Porém, enfatizar a crescente ameaça trazida pela polarização e pelo discurso do ódio ao pluralismo democrático, onde assenta o consenso essencial à construção de políticas inclusivas e de combate à discriminação, apenas pela ótica da omissão e demissão das lideranças democráticas, que ignoram e desprotegem aqueles que representam e elegem, configura um enviesamento para se suster os perigos da estigmatização, pois também no plano da acção política persistem enraizados factores agravantes dessa tendência.

Quando o desenho de políticas públicas, particularmente em domínios de integração social e combate à exclusão, toma aqueles a quem a sua intervenção se destina, mais como recipientes de decisões externas do que atores comprometidos no processo, aumenta-se o risco destes não se reverem nas opções tomadas e concomitante falhar a sua potencial eficácia.

Sempre que se afastam domínios críticos de combate à discriminação, não se compromete apenas a transversalidade indispensável ao sucesso destas políticas, mas fragiliza-se também aqueles domínios - como a cultura ou o desporto - expondo-os como palcos de intolerância e discriminação, diminuindo o seu inestimável valor social. Excluindo e agudizando preconceitos.

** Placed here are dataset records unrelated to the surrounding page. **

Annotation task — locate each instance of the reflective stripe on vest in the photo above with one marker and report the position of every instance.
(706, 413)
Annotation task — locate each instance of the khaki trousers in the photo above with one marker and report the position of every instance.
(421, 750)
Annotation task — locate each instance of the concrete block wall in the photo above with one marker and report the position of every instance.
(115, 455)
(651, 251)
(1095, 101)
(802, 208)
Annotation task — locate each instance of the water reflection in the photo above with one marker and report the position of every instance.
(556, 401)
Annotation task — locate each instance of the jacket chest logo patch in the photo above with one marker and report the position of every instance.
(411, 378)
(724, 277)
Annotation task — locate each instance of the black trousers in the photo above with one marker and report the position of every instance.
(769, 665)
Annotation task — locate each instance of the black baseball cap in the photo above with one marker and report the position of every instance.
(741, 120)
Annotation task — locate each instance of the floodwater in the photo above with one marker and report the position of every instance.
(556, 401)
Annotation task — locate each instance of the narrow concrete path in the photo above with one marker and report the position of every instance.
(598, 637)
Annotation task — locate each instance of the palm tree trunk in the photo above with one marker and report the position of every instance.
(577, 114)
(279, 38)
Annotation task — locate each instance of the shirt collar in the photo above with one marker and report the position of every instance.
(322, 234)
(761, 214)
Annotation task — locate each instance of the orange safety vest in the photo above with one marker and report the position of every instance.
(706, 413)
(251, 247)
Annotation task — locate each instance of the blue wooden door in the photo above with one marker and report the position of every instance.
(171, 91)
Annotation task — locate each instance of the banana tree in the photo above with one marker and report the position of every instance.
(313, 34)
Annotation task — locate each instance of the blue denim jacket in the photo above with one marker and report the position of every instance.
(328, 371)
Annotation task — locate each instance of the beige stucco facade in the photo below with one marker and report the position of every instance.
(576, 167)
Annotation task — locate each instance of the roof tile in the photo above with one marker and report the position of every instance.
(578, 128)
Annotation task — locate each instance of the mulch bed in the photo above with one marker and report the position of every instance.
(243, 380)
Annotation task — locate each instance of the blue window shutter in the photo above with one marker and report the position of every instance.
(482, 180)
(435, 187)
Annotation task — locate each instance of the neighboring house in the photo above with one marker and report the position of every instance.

Por isso, a mensagem que recentemente o Alto-Comissário das Nações Unidas para os Refugiados, Filippo Grandi, trouxe ao tomar como seu primeiro acto à chegada a Portugal dirigir-se ao Comité Olímpico de Portugal para se inteirar do programa “Viver o Desporto Abraçar o Futuro”, que através do desporto fomenta a integração de refugiados em Portugal, privando com dois atletas refugiados que ao abrigo deste programa alimentam o sonho de participar nos Jogos Olímpicos de Tóquio foi, nas suas palavras, como o desporto acolhe, entre muitos outros, estes refugidos em Portugal “possibilitando viver os mesmos sucessos e frustrações que qualquer atleta”.

Grandi prestou um serviço ao desporto e ao país, pois como o Papa Francisco frisou na sua recente entrevista à Gazzeta dello Sport “O desporto é tudo isto: esforço, motivação, desenvolvimento da sociedade, assimilação de regras. E depois é divertido…” dando expressão do impacto de um programa que em Portugal se debate com a ausência de reconhecimento das tutelas do desporto e da inclusão social.

Num momento em que, o Governo português, cria mais um “Grupo de Trabalho para a Prevenção e o Combate ao Racismo e à Discriminação” onde o desporto fica de fora, o contraste deste gesto impressivo de um alto representante político expressa como a discriminação tem raízes profundas e começa na mentalidade de quem toma decisões.